Like many companies, we're starting to develop applications with generative AI, primarily using the RAG architecture because frequent data changes make fine-tuning less effective. We're considering GPT-3.5, GPT-4, and Gemini, but want options beyond these due to cloud dependency and cost. We're planning a multi-model approach, selecting LLMs based on context size and other factors. Can you suggest a decision-making framework for evaluating LLMs?
Sort by:
Product Associate in Softwarea year ago
Hi!
I cannot directly answer your question as I myself have used only the GPT family from OpenAI. However just for completeness I would add some good options to your list:
- GPT-family LLMs from Azure OpenAI services: provide similar value to the direct OpenAI API, but with more control, e.g. where the data is processed geographically;
- Claude API from Anthropic: haven't used but plan to check as the quality seems to be on par with OpenAI models.
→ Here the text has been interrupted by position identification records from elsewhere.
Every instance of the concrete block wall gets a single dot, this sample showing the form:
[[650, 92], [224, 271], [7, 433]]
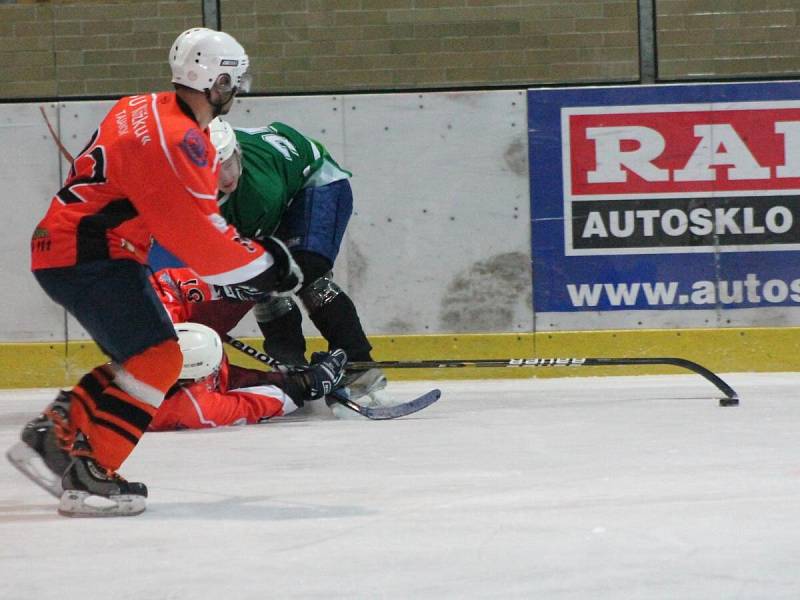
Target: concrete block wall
[[701, 39], [68, 48]]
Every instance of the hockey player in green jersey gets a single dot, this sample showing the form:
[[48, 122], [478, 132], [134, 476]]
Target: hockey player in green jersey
[[276, 181]]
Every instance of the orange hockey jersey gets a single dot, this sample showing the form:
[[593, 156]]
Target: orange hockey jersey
[[147, 171], [238, 396]]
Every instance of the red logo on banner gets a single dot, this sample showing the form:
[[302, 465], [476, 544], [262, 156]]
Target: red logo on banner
[[672, 151]]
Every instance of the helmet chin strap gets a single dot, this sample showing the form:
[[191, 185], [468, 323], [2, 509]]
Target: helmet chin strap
[[218, 106]]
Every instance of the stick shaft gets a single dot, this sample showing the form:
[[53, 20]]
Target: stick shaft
[[683, 363], [552, 362]]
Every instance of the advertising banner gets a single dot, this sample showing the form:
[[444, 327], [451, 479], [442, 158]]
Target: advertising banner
[[664, 198]]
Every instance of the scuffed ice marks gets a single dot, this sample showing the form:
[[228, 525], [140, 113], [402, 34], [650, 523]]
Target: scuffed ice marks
[[487, 296]]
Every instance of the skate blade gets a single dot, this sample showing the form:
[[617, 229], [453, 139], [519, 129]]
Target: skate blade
[[83, 504], [28, 462]]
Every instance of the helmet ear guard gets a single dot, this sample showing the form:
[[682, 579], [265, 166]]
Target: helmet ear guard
[[201, 348], [203, 59]]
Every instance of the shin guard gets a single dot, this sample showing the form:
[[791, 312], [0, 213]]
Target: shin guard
[[113, 405]]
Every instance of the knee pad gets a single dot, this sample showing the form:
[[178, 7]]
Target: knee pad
[[319, 292], [148, 375], [273, 308]]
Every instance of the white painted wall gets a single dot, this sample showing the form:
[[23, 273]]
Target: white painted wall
[[440, 240]]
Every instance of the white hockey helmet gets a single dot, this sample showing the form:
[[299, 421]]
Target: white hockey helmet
[[223, 138], [201, 348], [199, 56]]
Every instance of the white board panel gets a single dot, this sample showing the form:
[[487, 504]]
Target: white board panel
[[440, 239], [29, 172]]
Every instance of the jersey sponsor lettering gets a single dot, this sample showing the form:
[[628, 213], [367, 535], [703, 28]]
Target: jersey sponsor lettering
[[147, 172], [681, 178]]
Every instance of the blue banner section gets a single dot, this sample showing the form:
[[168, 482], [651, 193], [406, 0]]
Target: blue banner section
[[665, 197]]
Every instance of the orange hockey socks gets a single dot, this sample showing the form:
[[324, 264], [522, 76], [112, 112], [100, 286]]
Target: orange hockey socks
[[113, 405]]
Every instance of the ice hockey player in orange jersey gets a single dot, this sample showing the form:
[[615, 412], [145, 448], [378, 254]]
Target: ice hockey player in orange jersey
[[149, 171], [211, 392]]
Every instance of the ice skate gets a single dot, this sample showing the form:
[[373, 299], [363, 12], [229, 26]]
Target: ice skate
[[364, 387], [42, 454], [92, 491]]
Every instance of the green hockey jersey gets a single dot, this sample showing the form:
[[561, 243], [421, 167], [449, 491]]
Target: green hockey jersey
[[277, 163]]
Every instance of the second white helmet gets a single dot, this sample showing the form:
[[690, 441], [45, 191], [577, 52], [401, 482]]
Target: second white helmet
[[199, 56], [201, 348]]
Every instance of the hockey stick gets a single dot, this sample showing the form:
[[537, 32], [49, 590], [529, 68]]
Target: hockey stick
[[379, 413], [731, 397], [64, 152]]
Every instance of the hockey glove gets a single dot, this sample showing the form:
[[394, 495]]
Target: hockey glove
[[283, 278], [322, 376]]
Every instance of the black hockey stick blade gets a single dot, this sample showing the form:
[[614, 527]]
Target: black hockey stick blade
[[377, 413], [382, 413]]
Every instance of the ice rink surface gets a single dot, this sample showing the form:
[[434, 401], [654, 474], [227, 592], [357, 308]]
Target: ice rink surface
[[580, 488]]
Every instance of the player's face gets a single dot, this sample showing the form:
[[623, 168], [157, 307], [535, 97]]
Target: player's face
[[229, 172]]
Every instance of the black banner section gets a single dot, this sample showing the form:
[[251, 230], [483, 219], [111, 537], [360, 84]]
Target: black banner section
[[685, 222]]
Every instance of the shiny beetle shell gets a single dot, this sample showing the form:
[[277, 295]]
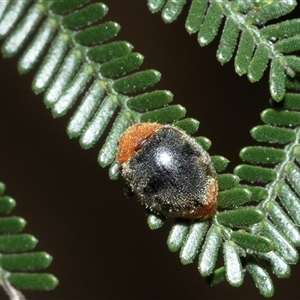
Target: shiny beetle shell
[[170, 173]]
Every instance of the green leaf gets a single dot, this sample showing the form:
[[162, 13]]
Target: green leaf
[[18, 242], [233, 266], [290, 201], [242, 216], [37, 46], [94, 130], [122, 65], [193, 241], [85, 16], [288, 45], [97, 34], [11, 224], [109, 51], [272, 10], [72, 91], [262, 155], [218, 276], [16, 39], [156, 5], [62, 7], [219, 162], [252, 241], [233, 197], [281, 245], [257, 193], [261, 278], [228, 41], [196, 15], [227, 181], [63, 78], [280, 117], [188, 125], [244, 52], [11, 16], [277, 80], [271, 134], [172, 9], [50, 64], [284, 223], [84, 113], [254, 173], [211, 24], [279, 267], [150, 101], [137, 81], [6, 204], [164, 115], [281, 30], [258, 63], [210, 249], [25, 261]]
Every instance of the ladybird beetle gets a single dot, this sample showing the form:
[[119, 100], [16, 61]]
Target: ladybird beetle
[[170, 173]]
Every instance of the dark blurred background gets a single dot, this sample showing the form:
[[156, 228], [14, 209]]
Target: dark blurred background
[[101, 244]]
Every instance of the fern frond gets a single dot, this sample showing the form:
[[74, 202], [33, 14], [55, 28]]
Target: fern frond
[[18, 265], [83, 64], [254, 47], [281, 176]]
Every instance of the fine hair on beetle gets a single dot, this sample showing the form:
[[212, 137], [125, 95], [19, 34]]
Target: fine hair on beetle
[[168, 171]]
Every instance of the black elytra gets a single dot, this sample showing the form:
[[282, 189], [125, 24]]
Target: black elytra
[[172, 175]]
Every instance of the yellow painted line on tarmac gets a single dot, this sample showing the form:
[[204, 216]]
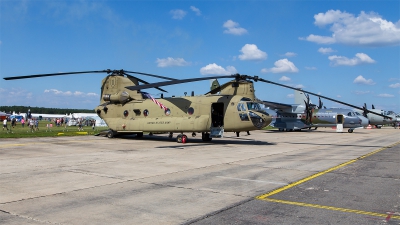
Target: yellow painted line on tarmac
[[265, 196], [35, 143], [332, 208]]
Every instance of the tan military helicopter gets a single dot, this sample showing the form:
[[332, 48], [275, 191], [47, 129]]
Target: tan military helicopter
[[128, 110], [231, 107]]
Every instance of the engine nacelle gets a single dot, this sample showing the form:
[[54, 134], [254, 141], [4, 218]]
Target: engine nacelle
[[116, 98]]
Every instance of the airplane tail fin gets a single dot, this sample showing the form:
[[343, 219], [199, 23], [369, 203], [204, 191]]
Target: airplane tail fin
[[214, 84], [300, 97]]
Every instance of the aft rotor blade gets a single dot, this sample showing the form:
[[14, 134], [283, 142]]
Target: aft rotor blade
[[166, 83], [151, 75], [52, 74], [331, 99]]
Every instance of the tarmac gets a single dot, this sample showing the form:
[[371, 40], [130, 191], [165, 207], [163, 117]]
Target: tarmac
[[267, 177]]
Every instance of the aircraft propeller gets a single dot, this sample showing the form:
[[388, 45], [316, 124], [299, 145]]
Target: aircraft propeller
[[308, 109]]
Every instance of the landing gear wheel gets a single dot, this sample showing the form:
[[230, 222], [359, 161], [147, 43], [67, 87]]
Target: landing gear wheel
[[110, 134], [205, 137], [179, 138]]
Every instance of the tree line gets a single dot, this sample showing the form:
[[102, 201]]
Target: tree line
[[24, 109]]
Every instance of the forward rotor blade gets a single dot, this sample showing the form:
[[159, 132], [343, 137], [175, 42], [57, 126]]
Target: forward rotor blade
[[52, 74], [331, 99], [166, 83], [151, 75], [145, 82]]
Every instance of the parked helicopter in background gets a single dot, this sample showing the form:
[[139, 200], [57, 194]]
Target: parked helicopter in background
[[386, 118], [231, 107], [305, 115]]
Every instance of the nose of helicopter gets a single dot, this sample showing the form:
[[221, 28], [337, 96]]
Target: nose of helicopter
[[260, 119], [364, 121]]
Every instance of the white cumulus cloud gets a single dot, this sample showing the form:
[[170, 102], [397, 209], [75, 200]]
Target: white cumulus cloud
[[386, 95], [285, 78], [251, 52], [233, 28], [290, 54], [282, 66], [361, 80], [214, 69], [365, 29], [177, 14], [311, 68], [169, 61], [325, 50], [396, 85], [196, 10], [360, 58]]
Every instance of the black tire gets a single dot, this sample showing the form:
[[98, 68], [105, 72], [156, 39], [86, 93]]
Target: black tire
[[205, 137], [179, 138], [110, 134]]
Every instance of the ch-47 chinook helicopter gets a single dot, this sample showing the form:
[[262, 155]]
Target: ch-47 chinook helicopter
[[231, 107], [128, 110]]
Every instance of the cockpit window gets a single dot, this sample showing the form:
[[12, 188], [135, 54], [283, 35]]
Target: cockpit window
[[241, 107], [253, 106]]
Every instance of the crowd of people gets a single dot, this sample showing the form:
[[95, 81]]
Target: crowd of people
[[33, 123]]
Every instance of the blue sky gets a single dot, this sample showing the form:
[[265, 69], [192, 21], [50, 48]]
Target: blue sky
[[348, 50]]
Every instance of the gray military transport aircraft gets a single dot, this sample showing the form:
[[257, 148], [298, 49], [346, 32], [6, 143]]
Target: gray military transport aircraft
[[304, 115], [387, 118]]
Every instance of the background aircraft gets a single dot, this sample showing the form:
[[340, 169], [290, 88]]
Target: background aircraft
[[305, 115], [388, 117]]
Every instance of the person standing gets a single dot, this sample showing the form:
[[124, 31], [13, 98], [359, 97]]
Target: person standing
[[13, 122], [5, 124], [31, 124]]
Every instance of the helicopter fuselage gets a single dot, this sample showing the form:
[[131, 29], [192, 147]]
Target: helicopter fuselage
[[184, 114]]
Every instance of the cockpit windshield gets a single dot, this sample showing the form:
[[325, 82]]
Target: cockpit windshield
[[253, 106]]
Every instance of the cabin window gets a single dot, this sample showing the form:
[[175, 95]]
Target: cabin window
[[190, 110], [244, 116], [239, 107]]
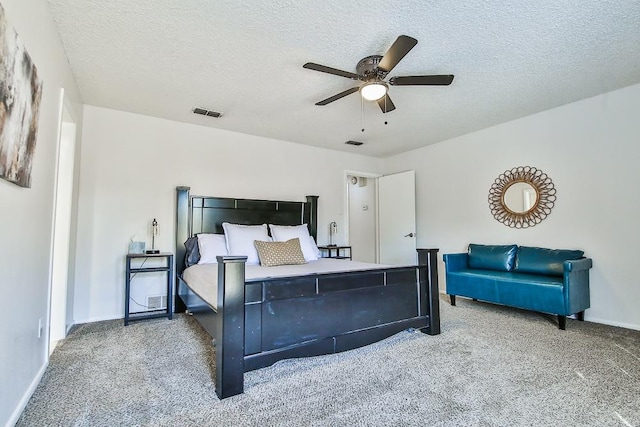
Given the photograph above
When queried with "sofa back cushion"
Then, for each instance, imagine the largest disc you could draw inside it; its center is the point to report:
(544, 261)
(492, 257)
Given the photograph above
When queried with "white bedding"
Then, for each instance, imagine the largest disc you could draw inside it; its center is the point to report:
(203, 278)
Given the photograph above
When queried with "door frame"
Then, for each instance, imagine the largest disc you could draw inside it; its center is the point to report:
(346, 223)
(66, 114)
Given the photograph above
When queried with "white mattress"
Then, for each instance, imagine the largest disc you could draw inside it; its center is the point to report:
(203, 278)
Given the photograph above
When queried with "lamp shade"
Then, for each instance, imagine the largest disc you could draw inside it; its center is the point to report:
(373, 91)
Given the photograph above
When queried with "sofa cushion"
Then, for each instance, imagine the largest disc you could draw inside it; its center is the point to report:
(544, 261)
(492, 257)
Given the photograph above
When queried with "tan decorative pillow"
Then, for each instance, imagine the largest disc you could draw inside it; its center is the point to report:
(280, 253)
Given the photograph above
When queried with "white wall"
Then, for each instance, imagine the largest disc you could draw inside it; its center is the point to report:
(26, 218)
(131, 165)
(362, 222)
(591, 150)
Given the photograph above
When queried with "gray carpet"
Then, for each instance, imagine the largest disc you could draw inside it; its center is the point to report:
(491, 366)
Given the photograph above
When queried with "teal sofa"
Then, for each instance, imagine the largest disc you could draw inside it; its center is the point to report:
(552, 281)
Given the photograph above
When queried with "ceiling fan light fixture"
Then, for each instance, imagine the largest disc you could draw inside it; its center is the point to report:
(372, 91)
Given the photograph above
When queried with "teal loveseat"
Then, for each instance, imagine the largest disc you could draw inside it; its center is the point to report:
(552, 281)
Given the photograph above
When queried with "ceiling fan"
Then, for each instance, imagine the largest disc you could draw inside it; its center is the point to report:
(373, 69)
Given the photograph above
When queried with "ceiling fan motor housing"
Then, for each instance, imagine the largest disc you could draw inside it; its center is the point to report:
(367, 68)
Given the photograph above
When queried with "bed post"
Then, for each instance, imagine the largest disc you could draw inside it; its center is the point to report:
(182, 234)
(429, 258)
(230, 326)
(313, 217)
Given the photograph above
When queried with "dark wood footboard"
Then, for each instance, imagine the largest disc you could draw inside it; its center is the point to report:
(260, 322)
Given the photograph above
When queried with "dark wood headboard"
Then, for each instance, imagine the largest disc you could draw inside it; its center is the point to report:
(201, 214)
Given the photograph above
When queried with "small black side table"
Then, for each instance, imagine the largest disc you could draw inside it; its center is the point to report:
(337, 252)
(132, 271)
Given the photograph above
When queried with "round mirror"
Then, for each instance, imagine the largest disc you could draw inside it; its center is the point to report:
(522, 197)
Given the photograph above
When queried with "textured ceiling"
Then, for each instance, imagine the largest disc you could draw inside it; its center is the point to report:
(510, 59)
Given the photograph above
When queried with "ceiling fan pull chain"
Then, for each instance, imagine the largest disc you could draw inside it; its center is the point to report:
(362, 113)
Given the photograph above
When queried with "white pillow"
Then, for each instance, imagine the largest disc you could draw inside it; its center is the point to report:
(240, 240)
(282, 233)
(210, 246)
(314, 247)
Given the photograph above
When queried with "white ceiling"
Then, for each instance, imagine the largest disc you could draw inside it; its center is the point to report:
(510, 59)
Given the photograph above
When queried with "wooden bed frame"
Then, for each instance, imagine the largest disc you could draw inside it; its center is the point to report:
(260, 322)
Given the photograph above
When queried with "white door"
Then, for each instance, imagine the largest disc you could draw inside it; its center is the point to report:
(397, 219)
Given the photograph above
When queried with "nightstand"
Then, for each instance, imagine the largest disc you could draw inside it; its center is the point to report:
(132, 271)
(337, 252)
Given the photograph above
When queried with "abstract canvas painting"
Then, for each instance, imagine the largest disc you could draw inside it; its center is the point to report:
(20, 94)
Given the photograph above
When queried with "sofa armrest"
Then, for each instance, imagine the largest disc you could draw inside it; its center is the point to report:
(576, 285)
(578, 264)
(455, 262)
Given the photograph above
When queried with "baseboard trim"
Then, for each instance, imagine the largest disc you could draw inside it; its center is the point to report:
(97, 319)
(27, 395)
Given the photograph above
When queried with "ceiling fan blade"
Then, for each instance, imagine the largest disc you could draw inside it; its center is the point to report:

Hugging Face (https://huggingface.co) is something like GitHub for LLMs, Datasets etc. It will give your team the opportunity to test a variety of LLMs, both open source and proprietary, including OpenAI's, Microsoft's, and Google's models. Through my research I have found that while some models may not currently be the best in the market, they show great potential to become very good in the near future, particularly in the healthtech or fintech market.